Why would a buyer sell a property before closing?
There are a vast number of reasons that can lead to a buyer wanting out of a deal and therefore to assign their purchased unit. Many buyers situations change compared to when they originally purchased the property, especially with condos where the purchase timeline can be quite long. . These changes could be things like simply needing more space space or the change of a jobs location. Another common reason is that the original purchasers has over extended themselves. This type of scenario can often provide a great for a new buyer to negotiate as the motivation to sell in this case can be very high. , On the other side of the coin, common reasons are simply investors looking to realize profit without paying any closing costs.
An assignment can often create an opportunity to purchase into a super popular development that was originally sold. This type of transaction on popular condo's for example can create an opportunity to get into a development at a lower price than when the project is fully completed.
Assignments are not usually complicated transactions.

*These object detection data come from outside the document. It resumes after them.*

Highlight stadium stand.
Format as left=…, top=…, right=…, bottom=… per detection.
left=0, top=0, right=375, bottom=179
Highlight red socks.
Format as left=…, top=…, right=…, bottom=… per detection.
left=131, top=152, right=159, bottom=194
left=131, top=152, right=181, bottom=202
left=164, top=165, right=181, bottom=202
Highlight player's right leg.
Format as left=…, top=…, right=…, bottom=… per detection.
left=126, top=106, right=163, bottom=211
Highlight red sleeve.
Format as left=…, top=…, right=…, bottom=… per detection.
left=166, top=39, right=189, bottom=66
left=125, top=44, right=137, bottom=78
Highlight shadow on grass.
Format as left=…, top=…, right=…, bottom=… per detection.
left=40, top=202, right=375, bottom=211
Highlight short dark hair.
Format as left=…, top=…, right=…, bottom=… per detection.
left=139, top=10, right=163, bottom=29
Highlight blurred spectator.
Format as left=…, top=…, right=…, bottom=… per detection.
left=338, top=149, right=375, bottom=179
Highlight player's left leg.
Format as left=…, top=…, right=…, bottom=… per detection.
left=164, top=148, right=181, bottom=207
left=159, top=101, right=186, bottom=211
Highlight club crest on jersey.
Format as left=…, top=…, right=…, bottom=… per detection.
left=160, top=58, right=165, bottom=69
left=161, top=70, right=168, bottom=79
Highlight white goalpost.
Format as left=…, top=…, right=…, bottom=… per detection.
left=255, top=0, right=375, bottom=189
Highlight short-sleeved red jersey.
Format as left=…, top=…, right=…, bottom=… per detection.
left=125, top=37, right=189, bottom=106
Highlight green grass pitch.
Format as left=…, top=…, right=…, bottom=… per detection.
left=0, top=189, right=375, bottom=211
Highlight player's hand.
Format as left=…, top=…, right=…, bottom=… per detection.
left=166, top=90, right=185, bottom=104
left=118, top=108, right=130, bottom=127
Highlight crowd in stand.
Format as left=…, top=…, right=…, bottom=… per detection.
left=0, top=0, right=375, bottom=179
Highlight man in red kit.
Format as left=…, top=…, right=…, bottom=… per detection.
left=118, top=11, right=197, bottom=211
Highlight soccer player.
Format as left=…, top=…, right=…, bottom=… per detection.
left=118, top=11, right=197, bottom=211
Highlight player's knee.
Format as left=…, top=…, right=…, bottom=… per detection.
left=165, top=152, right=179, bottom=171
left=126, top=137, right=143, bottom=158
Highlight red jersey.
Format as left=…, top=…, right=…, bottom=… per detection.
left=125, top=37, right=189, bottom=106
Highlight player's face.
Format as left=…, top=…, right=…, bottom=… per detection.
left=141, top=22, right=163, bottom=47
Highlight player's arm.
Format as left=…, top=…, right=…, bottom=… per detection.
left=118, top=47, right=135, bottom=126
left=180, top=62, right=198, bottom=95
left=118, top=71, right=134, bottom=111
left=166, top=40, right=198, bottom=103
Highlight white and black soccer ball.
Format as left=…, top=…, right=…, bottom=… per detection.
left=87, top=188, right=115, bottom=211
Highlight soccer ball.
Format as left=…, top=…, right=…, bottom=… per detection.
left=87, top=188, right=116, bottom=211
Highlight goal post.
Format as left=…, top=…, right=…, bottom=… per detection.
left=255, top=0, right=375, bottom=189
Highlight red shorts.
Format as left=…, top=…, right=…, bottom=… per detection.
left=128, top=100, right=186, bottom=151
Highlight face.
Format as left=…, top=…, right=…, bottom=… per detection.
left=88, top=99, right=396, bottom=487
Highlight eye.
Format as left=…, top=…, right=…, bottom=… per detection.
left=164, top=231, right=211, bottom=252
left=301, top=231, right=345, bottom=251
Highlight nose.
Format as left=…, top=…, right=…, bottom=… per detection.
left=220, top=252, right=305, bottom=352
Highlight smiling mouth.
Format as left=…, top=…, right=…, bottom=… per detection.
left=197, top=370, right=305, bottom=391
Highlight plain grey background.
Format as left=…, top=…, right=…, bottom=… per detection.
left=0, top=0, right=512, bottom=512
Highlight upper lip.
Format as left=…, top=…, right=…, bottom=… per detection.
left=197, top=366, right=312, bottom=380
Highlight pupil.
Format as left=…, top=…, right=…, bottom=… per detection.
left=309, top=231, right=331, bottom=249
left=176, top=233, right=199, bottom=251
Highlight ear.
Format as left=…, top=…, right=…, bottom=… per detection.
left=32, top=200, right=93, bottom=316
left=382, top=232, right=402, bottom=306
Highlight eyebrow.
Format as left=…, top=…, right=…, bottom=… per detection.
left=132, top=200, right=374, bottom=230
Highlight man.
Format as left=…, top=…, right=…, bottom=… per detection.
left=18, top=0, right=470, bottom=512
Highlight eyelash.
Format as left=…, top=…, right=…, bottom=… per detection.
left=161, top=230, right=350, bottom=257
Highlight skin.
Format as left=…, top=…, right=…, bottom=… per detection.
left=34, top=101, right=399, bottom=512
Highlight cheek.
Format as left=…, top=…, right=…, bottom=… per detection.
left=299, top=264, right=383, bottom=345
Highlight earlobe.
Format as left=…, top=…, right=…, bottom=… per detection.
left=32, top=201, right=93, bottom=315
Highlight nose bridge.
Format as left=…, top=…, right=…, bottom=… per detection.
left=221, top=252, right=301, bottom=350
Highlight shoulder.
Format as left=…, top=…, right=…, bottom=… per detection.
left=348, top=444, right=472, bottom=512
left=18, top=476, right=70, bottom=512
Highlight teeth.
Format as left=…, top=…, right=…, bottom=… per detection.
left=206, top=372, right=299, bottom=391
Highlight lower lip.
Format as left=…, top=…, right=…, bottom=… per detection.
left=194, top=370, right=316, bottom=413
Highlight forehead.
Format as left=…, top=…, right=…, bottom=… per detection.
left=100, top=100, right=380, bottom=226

You just have to remember that since these take place before closing, there is a “pay back” to the original buyer’s for items like the original deposits, which could be multiple occurrences, plus of course profit they want to realized since the date of original purchase. As the new buyer, you will now take on all the outstanding closing costs associated with the property. This could include developer levied charges, utility hook-up fees, land transfer taxes, HST if applicable and of course your own lawyer fees.